The first time most parents find out that their children are into dial-a-porn or sexually suggestive “gab line” calls is when the parents receive their monthly phone bill with charges for toll calls they didn’t make. The sex lines are expensive, and some parents received a monthly phone bill of over $1,000 before they realized what was happening.
The gab liners are party lines on which any number of persons can join the conversation by dialing a certain number. Sometimes these numbers are even advertised on television by a sexy teenage girl talking on the phone while she reclines in bed. According to the Wall Street Journal, most gab lines range from off-color to hardcore pornography.
The TV program I was on also featured a couple of ACLU-type lawyers who asserted that dial-a-porn cannot be constitutionally banned because it is protected speech under the First Amendment. My new informant it is protected speech under the First Amendment. My new informant said that I looked straight into the TV camera and said, “With all the magnificent communications and telephone technology developed by American geniuses, there just has to be a way to stop dial-a-porn!”
The man recounting this, Roger Remillard, said, “I felt you were talking right to me because I know there, indeed, is a way. My company invented that precise technology – and then put it on the back shelf because our best customers, the telephone companies, are reluctant to buy it because it would be such a big revenue cutter.”
The way the 900 “dial up” numbers work is that the phone company bills the individual customer for the call and then remits a portion of the charge to the owner of the 900 number. The telephone company does the billing and collecting.
The legitimate “dial up” services charge about 50 cents a minute, but dial-a-porn can run several dollars for the first minute, and then pile up additional charges the longer the customer stays on the line. In the case of the gab lines, this could be hours.
The telephone companies function as the indispensable collection agency for this porn business, and it is extremely profitable. They reap an annual revenue from dial-a-porn and gab lines of about $300 million a year.
Under deregulation, the various baby bell companies have different policies. One phone company asks subscribers to pay a fee to have dial-a-porn and gab lines blocked from their homes, but dial-a-porn lawyers rush into court and, in one case, a federal court blocked the phone company from blocking dial-a-porn.
Some local telephone companies are attempting to appease public indignation by offering customers a cutoff of all 976 access for a fee. However, the dial-a-porn hucksters have figured out how to circumvent that by advising customers to dial a long distance carrier and then the 976 number.
Remillard went to his boss and argued him to take the item off the back shelf, put it into production, and offer it for sale at the reasonable price of $99. The boss agreed, and Remillard is now selling the item called a Digitech Call Blocker.

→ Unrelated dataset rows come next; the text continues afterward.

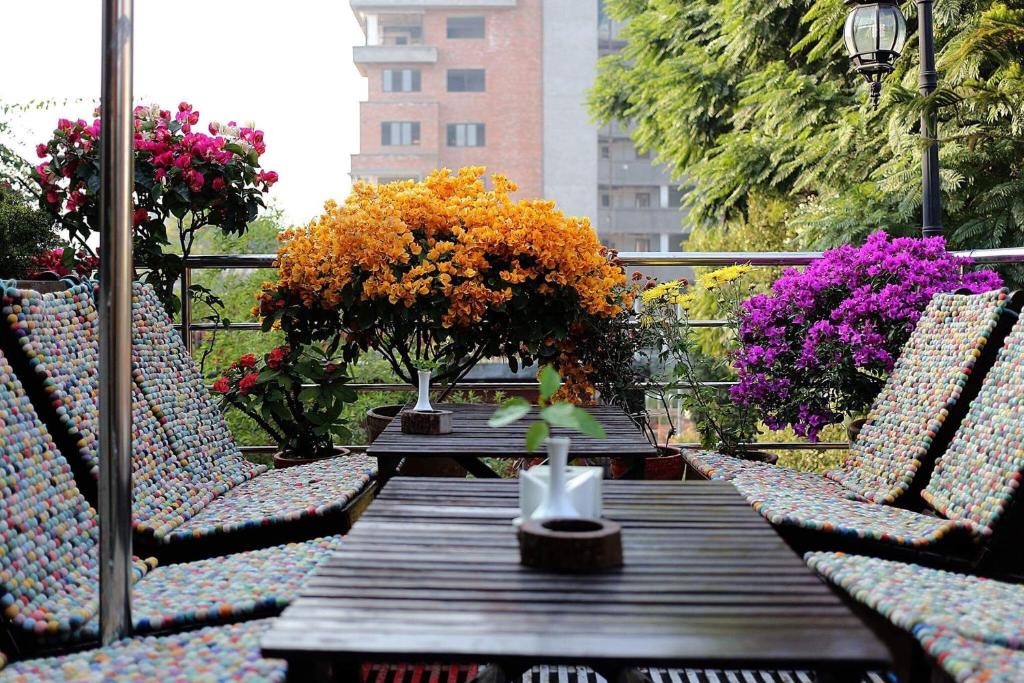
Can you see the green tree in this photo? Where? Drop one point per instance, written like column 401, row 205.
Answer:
column 756, row 102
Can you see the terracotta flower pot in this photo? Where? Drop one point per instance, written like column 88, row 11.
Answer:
column 665, row 467
column 283, row 460
column 379, row 418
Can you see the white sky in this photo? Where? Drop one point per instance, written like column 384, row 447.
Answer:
column 286, row 65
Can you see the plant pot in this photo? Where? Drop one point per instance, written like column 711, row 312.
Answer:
column 283, row 460
column 853, row 428
column 379, row 418
column 665, row 467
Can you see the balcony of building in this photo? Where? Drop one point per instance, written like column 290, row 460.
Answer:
column 639, row 220
column 630, row 172
column 371, row 5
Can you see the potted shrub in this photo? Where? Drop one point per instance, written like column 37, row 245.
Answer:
column 446, row 271
column 184, row 178
column 663, row 352
column 816, row 348
column 552, row 414
column 303, row 421
column 26, row 236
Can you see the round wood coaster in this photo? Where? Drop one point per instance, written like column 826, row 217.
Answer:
column 426, row 422
column 570, row 544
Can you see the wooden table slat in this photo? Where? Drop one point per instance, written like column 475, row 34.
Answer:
column 431, row 572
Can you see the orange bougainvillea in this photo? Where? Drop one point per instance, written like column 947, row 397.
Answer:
column 446, row 270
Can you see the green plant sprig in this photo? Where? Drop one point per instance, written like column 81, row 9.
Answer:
column 553, row 414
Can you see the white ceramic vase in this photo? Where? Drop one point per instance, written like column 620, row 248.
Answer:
column 556, row 501
column 424, row 399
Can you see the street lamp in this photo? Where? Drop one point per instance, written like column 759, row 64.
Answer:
column 875, row 34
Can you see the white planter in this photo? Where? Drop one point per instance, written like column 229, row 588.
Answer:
column 556, row 501
column 424, row 386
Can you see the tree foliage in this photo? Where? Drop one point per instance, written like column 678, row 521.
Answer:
column 756, row 102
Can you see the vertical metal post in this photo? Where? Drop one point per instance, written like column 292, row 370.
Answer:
column 117, row 181
column 186, row 306
column 931, row 194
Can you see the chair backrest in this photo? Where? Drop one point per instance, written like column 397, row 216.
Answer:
column 174, row 388
column 174, row 476
column 922, row 401
column 980, row 473
column 48, row 568
column 55, row 335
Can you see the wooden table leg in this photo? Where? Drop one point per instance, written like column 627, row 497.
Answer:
column 476, row 467
column 386, row 468
column 624, row 675
column 500, row 674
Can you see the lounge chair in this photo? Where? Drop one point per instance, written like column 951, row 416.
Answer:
column 971, row 627
column 212, row 654
column 914, row 415
column 49, row 559
column 970, row 497
column 195, row 495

It can easily be plugged into any phone jack and will prevent the dialing of specified numbers on all phones on a single line. This prevents unauthorized toll and long distance calls, which add millions of dollars to residential and business telephone bills annually.
The Call Blocker is pre-programmed to block 976 and international dialing. In addition, it can be user programmed to block any local number (except for emergency numbers) as well as 900, 976, 1+, and 0+ long distance calls. It can block 900 calls even if they are routed through a long distance carrier.
Anti-pornography leaders favor a Congressional ban on all dial-a-porn, as was recently done in England. A second option would be getting the telephone companies to stop doing the billing for dial-a-porn, without which it cannot operate.
Discussions of this problem on television talk programs have featured lawyer after lawyer arguing that nothing can legally be done to block porn calls because of the First Amendment. Whether or not that is true may be debatable, but it certainly would be helpful if the media would let the public know that blocking technology is available.